We call it the free market, but most people experience the economic sphere as a dictatorship. The dictator is the boss, whose style sets the tone. UC Berkeley has about 300 academic and administrative departments. Over the years I got to know the culture of dozens of them and came to the conclusion that, very broadly speaking, there are two types of bosses: those who regard their staff as liabilities and those who regard their staff as assets.
Each type of boss presents risks. Bosses who treat staff as liabilities create anxiety and discourage diversity of opinion, initiative, and loyalty. Bosses who treat staff as assets create more thriving shops, but are vulnerable to underperforming or manipulative employees.
In my experience, bosses who treat staff as liabilities are the bigger problem — the colloquialism that comes to mind is “the fish rots from the head.” The ideal boss treats staff as assets but firmly responds to documented underperformance or manipulation.
Over the last couple of years we have seen each management style in the White House. The previous president treated staff as liabilities, demanding they embody his will to the point of abandoning their conscience. He regarded any deviation as a firing offense. The results were high turnover, rampant anxiety, and pervasive incompetence as inexperienced yes-people were put in jobs they weren’t qualified for.
(Aside: that didn’t trouble most Republicans. Since Reagan they’ve defined government as the country’s worst problem, so from their perspective the less effectual the executive branch, the better. But even if philosophically you believe in a weak central government, the executive branch is charged with handling countless ministerial duties, those prescribed by law and not requiring judgment, such as issuance of passports and prompt delivery of mail. For the government to promote the general welfare as required under the Constitution, it must fund the infrastructure, appoint the skilled managers, and pay the dedicated employees necessary to carry out its ministerial tasks accurately and expeditiously.)
Contrast that with the current president. “If you’re ever working with me and I hear you treat another colleague with disrespect, talk down to someone, I promise you I will fire you on the spot,” he warned his appointees on Inauguration Day.

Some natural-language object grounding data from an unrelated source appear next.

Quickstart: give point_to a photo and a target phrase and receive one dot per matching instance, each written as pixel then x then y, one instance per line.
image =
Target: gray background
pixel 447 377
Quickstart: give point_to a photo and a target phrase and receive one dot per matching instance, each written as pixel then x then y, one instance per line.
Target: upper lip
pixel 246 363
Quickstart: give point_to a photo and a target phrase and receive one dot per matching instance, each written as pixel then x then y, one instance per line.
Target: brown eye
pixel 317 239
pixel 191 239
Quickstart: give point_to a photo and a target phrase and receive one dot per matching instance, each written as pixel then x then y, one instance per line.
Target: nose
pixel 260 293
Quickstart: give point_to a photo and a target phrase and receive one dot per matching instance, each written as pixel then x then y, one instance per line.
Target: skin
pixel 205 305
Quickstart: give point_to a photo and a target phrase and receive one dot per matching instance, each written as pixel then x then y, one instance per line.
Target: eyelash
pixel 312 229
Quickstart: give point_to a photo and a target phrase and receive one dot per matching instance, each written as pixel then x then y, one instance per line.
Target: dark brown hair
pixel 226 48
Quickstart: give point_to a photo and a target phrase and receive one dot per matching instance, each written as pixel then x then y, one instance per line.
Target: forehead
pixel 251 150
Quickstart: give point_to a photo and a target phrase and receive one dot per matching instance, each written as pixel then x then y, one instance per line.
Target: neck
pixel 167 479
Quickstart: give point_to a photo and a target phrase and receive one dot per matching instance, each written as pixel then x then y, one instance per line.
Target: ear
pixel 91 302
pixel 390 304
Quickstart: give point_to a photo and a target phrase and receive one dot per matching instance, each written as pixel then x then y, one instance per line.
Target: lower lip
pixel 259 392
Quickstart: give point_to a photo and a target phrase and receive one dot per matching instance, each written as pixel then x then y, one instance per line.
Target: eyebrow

He hasn’t yet fired anyone for that cause, but after an internal review, his chief science adviser, Eric Lander, this week became the second person to resign for demeaning others. (The first was deputy press secretary T.J. Ducklo last year for making an abusive phone call to a female reporter.)
Americans proclaim themselves such freedom lovers, yet we tolerate, even lionize, workplace tyrants — not only Trump and abrasive scientists like Lander, but sociopaths like Bezos and Musk and Jobs, among others. It’s not just a right-wing or tech-bro thing, either. Years ago, when UC Berkeley’s left-leaning Associated Students (ASUC) insisted on housing an Amazon store on campus while regularly lambasting the university for mistreatment of workers, I asked one of the ASUC’s negotiators if the students were aware of how badly Amazon treats its blue-collar and white-collar employees. “The students want it,” she shrugged. I guess worker abuse is okay when it makes your life more convenient.
Co-ops belie the proposition, but if we accept that workplace dictatorship is inevitable, it can at least be soft. It can encourage diversity of opinion and mutual respect. It can show compassion and reward ethical behavior. It can even tolerate a measure of rebelliousness. We spend upwards of forty years and forty hours a week working. It’s so much a part of our lives that we commonly define ourselves by it. Why should we put up with totalitarian work conditions in a country devoted to freedom?
It couldn’t possibly be that we’re full of shit when we call ourselves freedom-loving, can it?